October 17, 2010 by ab

INVISIBLE paths to the United States, it seems, have always passed through Monterrey. People and their merchandise come and go via paved roads and dusty lanes, but also through the famous little walkways, somewhere between manicured and overgrown, that are hidden among the thickets of underbrush.

Increasingly, Mexico has a hidden drug problem — but it’s not entirely the kind that you’d think. And the traffic won’t stop until it’s exposed.

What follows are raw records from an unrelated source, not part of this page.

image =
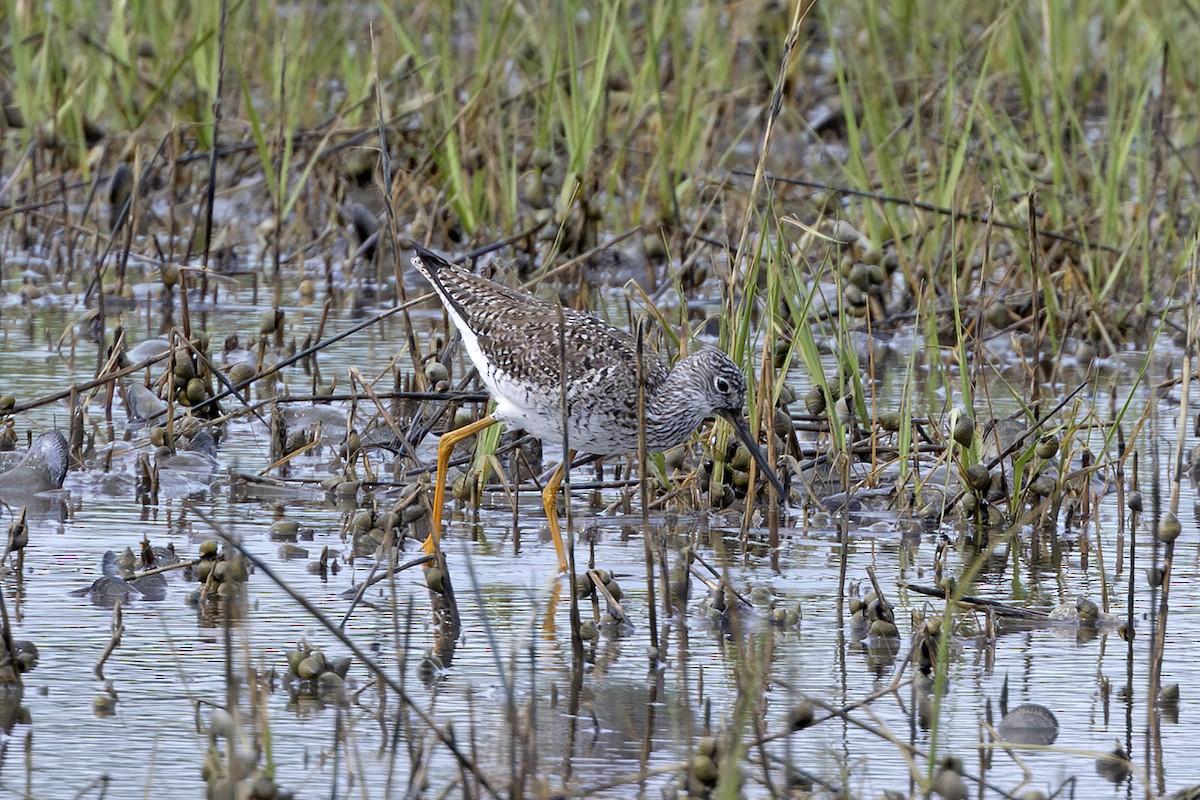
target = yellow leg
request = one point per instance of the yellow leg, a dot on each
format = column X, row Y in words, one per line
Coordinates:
column 445, row 446
column 550, row 503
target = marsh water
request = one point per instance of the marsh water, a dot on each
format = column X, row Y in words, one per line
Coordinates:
column 622, row 719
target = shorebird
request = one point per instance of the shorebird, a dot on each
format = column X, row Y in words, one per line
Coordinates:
column 513, row 338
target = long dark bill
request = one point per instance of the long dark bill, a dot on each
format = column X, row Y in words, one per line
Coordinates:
column 743, row 431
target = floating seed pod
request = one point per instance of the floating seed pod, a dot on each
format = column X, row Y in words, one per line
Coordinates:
column 27, row 655
column 1089, row 612
column 801, row 716
column 184, row 367
column 309, row 668
column 237, row 569
column 855, row 296
column 340, row 666
column 436, row 373
column 1114, row 767
column 1169, row 695
column 859, row 276
column 18, row 533
column 961, row 427
column 1047, row 447
column 889, row 421
column 978, row 477
column 294, row 659
column 1169, row 528
column 361, row 522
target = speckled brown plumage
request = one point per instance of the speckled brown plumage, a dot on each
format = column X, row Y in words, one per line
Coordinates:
column 513, row 338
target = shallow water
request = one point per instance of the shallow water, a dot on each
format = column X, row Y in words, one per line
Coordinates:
column 169, row 669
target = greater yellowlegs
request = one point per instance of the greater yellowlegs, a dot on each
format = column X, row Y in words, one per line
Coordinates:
column 513, row 338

As early as the 1940s, the local newspapers were reporting on captured smugglers. Those going north to the United States transported humans (generally seasonal farm workers) and substances for attaining those “artificial paradises” that so fascinated the French poètes maudits of the late 19th century. The other group, those going south, could bring almost anything they fancied into the country — you could bring a building into Mexico, people joked, as long as it fit under the bridge. And they knew, though they talked about it only in hushed tones, that quite a bit of money was being made.

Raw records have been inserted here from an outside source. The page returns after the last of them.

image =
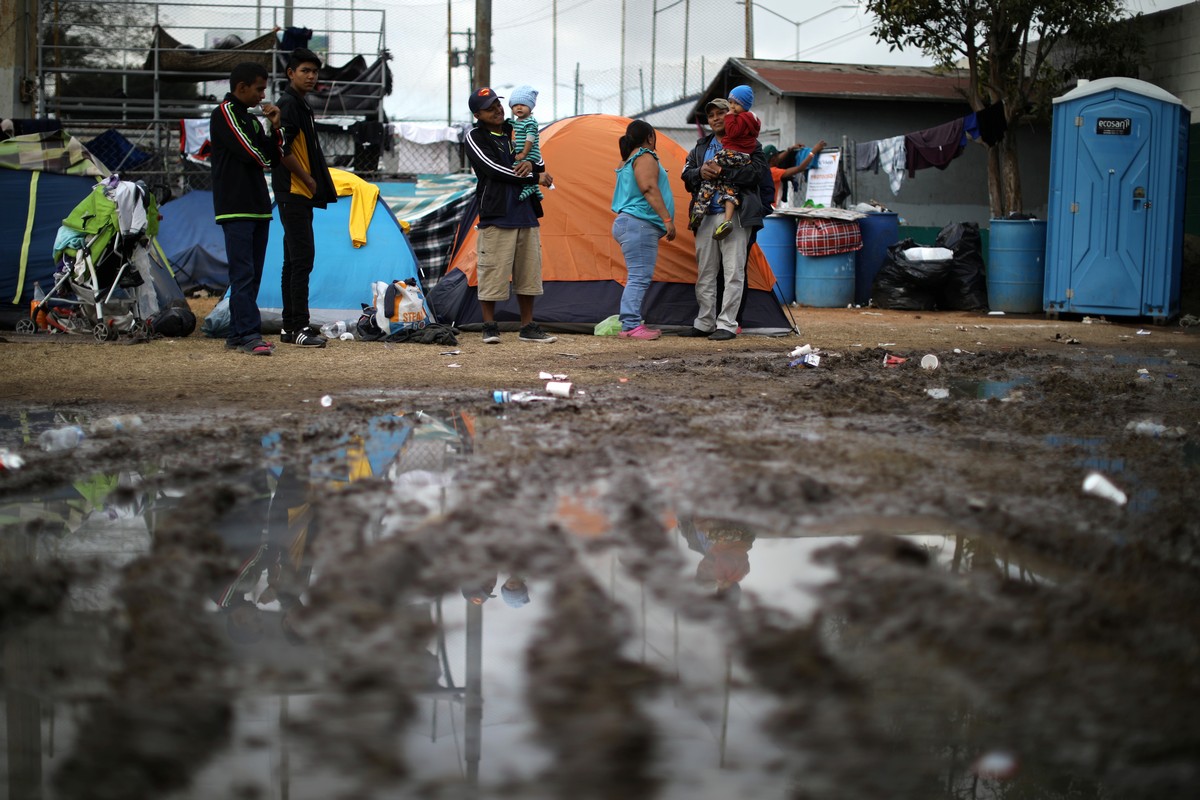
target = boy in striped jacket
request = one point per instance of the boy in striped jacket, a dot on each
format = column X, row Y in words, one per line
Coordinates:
column 243, row 150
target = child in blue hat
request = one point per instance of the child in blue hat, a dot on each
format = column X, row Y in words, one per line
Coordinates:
column 738, row 143
column 525, row 132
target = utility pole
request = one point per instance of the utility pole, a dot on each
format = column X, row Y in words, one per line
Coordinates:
column 484, row 43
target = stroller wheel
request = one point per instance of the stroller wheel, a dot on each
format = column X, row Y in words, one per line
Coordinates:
column 103, row 332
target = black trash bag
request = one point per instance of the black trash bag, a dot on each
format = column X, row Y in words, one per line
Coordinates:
column 966, row 287
column 905, row 284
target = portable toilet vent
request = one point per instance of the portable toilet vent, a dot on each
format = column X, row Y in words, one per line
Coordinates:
column 1117, row 178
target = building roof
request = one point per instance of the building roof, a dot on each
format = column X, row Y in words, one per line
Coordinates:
column 845, row 80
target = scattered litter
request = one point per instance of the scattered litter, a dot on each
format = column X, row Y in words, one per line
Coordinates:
column 1102, row 487
column 10, row 462
column 1155, row 429
column 996, row 764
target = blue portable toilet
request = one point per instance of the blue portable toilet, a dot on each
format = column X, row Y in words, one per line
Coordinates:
column 1117, row 178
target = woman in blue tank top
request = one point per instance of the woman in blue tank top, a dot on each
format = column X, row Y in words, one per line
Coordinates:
column 645, row 214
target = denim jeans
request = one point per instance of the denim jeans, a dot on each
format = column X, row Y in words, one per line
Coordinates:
column 640, row 245
column 245, row 251
column 298, row 256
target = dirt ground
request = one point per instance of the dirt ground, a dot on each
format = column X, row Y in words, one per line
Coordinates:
column 745, row 577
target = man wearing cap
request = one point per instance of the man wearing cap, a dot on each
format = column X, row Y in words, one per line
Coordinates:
column 509, row 246
column 727, row 256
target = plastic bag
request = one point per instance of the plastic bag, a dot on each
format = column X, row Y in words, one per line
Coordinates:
column 399, row 306
column 610, row 326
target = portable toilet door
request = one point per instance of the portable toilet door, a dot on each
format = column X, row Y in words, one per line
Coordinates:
column 1117, row 181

I grew up thinking that “sardos,” the lowest-ranking members of the army, were the only Mexicans who smoked marijuana. But by the 1960s, the hippie generation had popularized pot, and during my university years several of my classmates smoked. As for harder drugs, few of us knew anything more than what we saw in the movies; only in the 1970s did we become aware of psychotropic pills that “drove you crazy.”

Around then, popular music, always a reliable witness, began to recount the stories of people transporting drugs beyond the Rio Grande. With each decade, the songs got more and more explicit. “Camelia la Tejana,” one of the most emblematic, is about a woman whose car tires were “filled with the evil weed.” It ends with a shooting death. But soon, lyricists stopped killing off their antiheroes. Drug trafficking became an adventure story, or a comedy: in one famous song, smugglers disguised as nuns traded “white powder” they swore was just powdered milk.

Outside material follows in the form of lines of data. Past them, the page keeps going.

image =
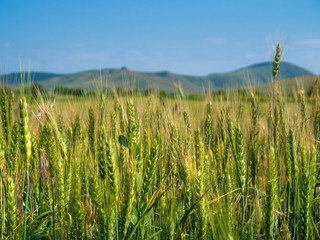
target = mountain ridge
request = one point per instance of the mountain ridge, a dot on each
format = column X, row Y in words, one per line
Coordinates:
column 259, row 73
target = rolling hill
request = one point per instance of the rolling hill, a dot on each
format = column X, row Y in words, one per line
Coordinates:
column 163, row 80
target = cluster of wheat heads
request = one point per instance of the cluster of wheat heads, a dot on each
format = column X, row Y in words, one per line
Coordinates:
column 152, row 168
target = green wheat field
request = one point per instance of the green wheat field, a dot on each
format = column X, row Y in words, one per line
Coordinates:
column 126, row 166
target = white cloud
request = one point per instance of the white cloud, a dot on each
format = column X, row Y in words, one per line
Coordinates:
column 6, row 45
column 134, row 52
column 215, row 40
column 310, row 42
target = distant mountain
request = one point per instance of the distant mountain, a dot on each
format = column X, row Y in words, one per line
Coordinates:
column 94, row 79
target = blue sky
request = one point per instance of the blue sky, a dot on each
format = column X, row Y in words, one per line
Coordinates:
column 190, row 37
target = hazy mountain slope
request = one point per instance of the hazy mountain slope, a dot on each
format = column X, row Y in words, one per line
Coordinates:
column 94, row 79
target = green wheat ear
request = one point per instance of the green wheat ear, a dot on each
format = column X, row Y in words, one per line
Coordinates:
column 276, row 62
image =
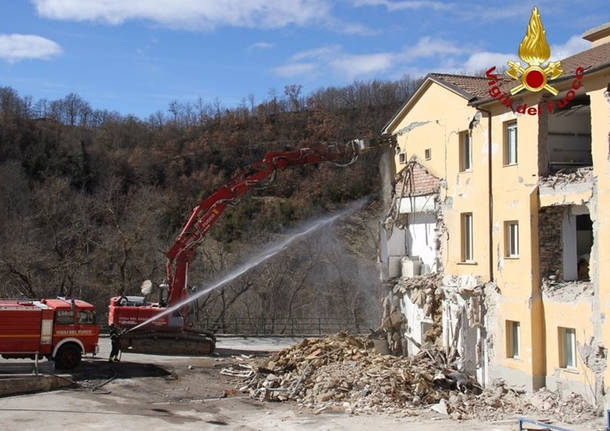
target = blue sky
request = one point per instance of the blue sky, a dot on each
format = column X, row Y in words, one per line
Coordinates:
column 135, row 56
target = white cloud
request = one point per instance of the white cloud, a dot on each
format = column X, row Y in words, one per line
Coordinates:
column 429, row 47
column 193, row 14
column 295, row 69
column 349, row 66
column 402, row 5
column 324, row 52
column 354, row 66
column 573, row 45
column 259, row 46
column 427, row 55
column 16, row 47
column 333, row 59
column 481, row 61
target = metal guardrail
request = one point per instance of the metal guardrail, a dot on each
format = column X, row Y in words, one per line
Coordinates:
column 284, row 326
column 541, row 424
column 288, row 327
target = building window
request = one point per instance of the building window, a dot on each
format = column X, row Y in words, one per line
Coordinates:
column 567, row 347
column 465, row 152
column 513, row 339
column 511, row 238
column 510, row 143
column 467, row 249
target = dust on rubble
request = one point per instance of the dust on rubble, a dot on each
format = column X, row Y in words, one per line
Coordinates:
column 344, row 372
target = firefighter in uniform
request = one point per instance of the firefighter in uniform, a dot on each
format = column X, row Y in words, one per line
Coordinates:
column 114, row 339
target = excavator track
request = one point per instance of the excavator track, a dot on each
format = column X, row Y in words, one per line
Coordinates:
column 169, row 343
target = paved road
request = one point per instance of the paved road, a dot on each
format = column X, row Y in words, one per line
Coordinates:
column 187, row 399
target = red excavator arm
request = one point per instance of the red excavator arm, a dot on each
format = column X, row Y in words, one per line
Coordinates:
column 260, row 173
column 171, row 333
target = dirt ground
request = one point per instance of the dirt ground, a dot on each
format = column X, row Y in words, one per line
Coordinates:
column 150, row 392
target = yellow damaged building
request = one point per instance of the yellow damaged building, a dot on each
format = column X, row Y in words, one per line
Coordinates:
column 501, row 215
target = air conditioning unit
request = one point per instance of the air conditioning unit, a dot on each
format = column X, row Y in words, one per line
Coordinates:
column 411, row 266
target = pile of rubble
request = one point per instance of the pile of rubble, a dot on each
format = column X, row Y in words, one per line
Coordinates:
column 344, row 372
column 568, row 176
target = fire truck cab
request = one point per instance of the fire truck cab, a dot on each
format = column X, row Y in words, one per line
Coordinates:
column 59, row 329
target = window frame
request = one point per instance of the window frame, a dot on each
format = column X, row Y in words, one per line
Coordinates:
column 467, row 237
column 508, row 127
column 511, row 242
column 513, row 339
column 567, row 336
column 465, row 156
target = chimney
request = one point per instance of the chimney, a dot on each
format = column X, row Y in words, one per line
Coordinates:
column 598, row 35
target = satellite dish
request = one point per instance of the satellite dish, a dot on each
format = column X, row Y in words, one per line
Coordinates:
column 146, row 287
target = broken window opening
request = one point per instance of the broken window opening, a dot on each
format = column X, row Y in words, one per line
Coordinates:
column 513, row 335
column 569, row 135
column 567, row 347
column 465, row 152
column 511, row 238
column 510, row 143
column 467, row 240
column 565, row 241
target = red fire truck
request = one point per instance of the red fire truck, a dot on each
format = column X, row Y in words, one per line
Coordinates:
column 58, row 329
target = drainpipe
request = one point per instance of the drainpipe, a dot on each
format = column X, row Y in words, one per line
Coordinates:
column 489, row 171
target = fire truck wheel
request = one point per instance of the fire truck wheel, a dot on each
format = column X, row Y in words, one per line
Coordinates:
column 68, row 356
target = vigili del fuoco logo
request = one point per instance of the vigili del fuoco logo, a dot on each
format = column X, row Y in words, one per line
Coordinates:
column 534, row 51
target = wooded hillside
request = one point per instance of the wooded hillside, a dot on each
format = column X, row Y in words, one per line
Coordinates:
column 90, row 200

Still, we didn’t think of drugs as our problem. In Monterrey over the years we sang about them, sure, we even smoked them — but we kept insisting they were only passing through, north to the Americans. We saw the construction going on in Monterrey, the new fortunes, and we knew the phrase “money laundering,” but we looked the other way.

After 9/11, the drug industry became harder to ignore. From then, day in and day out, the news media reported on the border: on interceptions of huge marijuana and cocaine shipments, dozens of deaths caused by warring gangs and stories of coercion and corruption among government authorities and policemen.

And still the habit grew, among the young and not-so-young, though it was always denied, never admitted. In certain neighborhoods here, it was said, absolutely anything could be gotten.

We have come face to face with the violence associated with the business, we acknowledge it. But we don’t acknowledge our own drug problems. If those secret paths from south to north passed through some other country, some other state, perhaps Monterrey wouldn’t have the drug traffic it has today. But people here also buy and consume these paradise-inducing substances.

By ignoring this, we only put off learning the magnitude of our own addiction. There can be no solution until we come to terms with the truth. And after that, who knows?

Ricardo Elizondo Elizondo is a novelist and historian.